Dans un communiqué publié mercredi, Shell annonce qu'il va "stabiliser sa production de liquides jusqu'en 2030".
Un porte-parole de Shell, joint par l'AFP, a assuré que les objectifs de baisse de production d'or noir affichés en 2021, et basés sur la production de 2019, ont été atteints dès 2022 grâce à des cessions comme la vente de gisements de pétrole de schiste aux États-Unis.
"Nous investissons pour apporter la sécurité énergétique dont les clients ont besoin", justifie le directeur général Wael Sawan, cité dans le communiqué.
La guerre en Ukraine a ramené la sûreté de l'approvisionnement en énergie sur le devant de la scène comparé à l'urgence climatique pour de nombreux gouvernements et compagnies du secteur.
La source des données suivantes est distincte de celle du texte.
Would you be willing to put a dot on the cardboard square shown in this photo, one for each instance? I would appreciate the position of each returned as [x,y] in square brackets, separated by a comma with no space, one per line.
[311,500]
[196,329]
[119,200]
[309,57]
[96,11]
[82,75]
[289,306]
Lors d'une présentation en ouverture d'un évènement dédié aux investisseurs mercredi, M. Sawan a ajouté que "le rythme de la transition des carburants fossiles vers les énergies à bas carbone dépendait de beaucoup de choses, dont les politiques gouvernementales, le coût de développement des énergies et la demande des consommateurs".
L'Agence internationale de l'énergie (AIE) a d'ailleurs esquissé pour la première fois mercredi un pic de la demande globale de pétrole "avant la fin de la décennie" grâce à l'essor de la voiture électrique.
"Attirer le capital"
Shell a par ailleurs annoncé mercredi une série de cadeaux aux actionnaires, avec une hausse de 15% du dividende par action effective au 2e trimestre 2023, et des rachats d'actions d'au moins 5 milliards de dollars (4,61 milliards d'euros) au deuxième semestre de cette année.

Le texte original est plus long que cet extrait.